If desired, brush a small amount of melted margarine across the tops of the biscuits for an extra buttery flavor, and then pop them into the oven. Bake for 18 – 22 minutes, until golden brown all over. Let cool for at least 10 minutes before eating, just so that you don’t burn your mouth!
*New Orleans addition: Serve this with some homemade preserves from Hollygrove Farmer's Market and you are going next level on all your guests.
*Confession: I had no idea what in the world "Matrioshka" meant, so I looked it up, and it led to a video on "Matrioshka Brains," which blew my mind. Check it out if you have about 25 minutes to feel really uneducated and then somewhat enlightened.
1 ripe avocado
1 13 oz can coconut milk
3 cups almond milk
1/2 cup agave nectar
2 tablespoons fresh lemon juice
1/2 teaspoon pure vanilla extract
1 teaspoon ground nutmeg (freshly grated, if possible)
1/4 teaspoon ground cinnamon
Tiny pinch cloves (less than 1/8th teaspoon)
Rum to taste (start with 1/3 cup and see from there)
Cinnamon sticks for garnish if you have them (I didn’t for this pic)
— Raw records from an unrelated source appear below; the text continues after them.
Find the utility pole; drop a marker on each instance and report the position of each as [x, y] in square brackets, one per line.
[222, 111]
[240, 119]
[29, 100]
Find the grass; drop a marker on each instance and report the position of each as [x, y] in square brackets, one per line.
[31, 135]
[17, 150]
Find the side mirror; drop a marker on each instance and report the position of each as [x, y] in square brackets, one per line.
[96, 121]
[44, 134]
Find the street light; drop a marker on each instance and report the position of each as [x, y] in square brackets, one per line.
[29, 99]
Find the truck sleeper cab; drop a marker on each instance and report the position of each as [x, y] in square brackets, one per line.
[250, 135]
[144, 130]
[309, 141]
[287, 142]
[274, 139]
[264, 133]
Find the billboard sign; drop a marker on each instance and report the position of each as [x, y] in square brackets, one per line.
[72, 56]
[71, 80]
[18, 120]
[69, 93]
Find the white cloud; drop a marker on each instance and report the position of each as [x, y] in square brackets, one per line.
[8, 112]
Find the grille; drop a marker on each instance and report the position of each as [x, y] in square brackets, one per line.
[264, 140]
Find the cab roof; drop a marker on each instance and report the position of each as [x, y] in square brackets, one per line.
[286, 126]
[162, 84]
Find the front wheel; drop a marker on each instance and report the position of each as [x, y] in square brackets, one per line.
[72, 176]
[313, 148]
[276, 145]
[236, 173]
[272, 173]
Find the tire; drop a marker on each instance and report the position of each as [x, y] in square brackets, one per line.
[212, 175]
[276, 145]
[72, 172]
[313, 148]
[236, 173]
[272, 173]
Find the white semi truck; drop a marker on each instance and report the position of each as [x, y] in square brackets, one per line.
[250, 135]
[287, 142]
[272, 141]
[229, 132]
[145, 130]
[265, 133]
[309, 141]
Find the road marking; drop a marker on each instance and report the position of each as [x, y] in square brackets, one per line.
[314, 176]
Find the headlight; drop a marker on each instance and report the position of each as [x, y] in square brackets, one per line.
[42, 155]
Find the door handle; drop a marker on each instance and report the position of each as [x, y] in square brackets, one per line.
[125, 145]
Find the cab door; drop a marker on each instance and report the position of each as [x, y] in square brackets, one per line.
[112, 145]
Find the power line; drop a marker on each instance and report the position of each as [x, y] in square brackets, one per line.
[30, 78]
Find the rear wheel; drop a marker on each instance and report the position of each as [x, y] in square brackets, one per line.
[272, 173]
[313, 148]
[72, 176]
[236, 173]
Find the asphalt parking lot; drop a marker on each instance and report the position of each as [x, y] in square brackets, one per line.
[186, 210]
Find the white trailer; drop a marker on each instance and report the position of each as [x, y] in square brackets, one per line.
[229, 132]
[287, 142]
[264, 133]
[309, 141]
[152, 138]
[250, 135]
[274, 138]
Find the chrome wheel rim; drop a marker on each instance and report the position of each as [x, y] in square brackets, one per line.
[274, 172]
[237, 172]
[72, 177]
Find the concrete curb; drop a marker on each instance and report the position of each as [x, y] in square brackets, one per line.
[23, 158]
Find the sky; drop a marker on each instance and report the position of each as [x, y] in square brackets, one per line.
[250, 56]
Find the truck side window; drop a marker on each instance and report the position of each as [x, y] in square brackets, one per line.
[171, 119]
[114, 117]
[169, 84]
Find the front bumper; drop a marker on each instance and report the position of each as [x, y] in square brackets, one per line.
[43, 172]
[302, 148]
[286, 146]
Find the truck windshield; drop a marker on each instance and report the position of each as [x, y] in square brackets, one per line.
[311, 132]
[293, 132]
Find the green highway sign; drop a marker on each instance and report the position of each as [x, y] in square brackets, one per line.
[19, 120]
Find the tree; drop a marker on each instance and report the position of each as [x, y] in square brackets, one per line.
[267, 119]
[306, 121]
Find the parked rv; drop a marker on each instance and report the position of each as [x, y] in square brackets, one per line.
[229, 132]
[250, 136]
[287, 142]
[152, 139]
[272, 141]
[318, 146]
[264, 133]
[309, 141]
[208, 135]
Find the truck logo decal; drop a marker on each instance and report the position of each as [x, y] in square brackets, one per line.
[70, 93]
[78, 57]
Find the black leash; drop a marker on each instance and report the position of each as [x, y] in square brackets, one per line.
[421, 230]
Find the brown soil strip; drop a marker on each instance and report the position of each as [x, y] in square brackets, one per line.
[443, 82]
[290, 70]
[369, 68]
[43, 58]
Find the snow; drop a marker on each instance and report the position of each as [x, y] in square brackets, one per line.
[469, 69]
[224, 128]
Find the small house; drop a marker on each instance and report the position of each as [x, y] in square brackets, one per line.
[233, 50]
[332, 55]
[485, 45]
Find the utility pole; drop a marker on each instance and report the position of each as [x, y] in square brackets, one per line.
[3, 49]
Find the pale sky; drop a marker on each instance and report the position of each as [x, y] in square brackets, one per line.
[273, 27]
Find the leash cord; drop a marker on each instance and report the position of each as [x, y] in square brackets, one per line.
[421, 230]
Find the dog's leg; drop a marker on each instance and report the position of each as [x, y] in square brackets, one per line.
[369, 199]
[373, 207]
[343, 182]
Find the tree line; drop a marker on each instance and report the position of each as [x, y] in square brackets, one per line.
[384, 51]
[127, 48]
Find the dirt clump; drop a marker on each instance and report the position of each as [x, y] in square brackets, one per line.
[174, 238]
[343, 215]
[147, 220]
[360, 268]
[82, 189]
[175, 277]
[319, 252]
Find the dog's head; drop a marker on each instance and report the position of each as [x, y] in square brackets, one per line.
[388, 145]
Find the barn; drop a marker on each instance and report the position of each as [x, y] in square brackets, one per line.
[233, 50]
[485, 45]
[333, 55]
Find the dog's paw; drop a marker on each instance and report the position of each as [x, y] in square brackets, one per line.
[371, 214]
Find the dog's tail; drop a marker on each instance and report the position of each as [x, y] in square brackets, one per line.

Pour coconut milk into a container. Place coconut milk and avocado in the freezer for about 45 minutes. They shouldn’t be frozen but they should be really, really cold (a little iciness on the coconut milk is ok.)
Slice avocado in half, remove the pit, peel it and place in a blender. Add all of the other ingredients as well. Blend until smooth. That’s it! Sprinkle with a little extra nutmeg and garnish with a cinnamon stick if you like.
*New Orleans addition: Who are we kidding, add more rum than ever necessary and ring in the holidays right!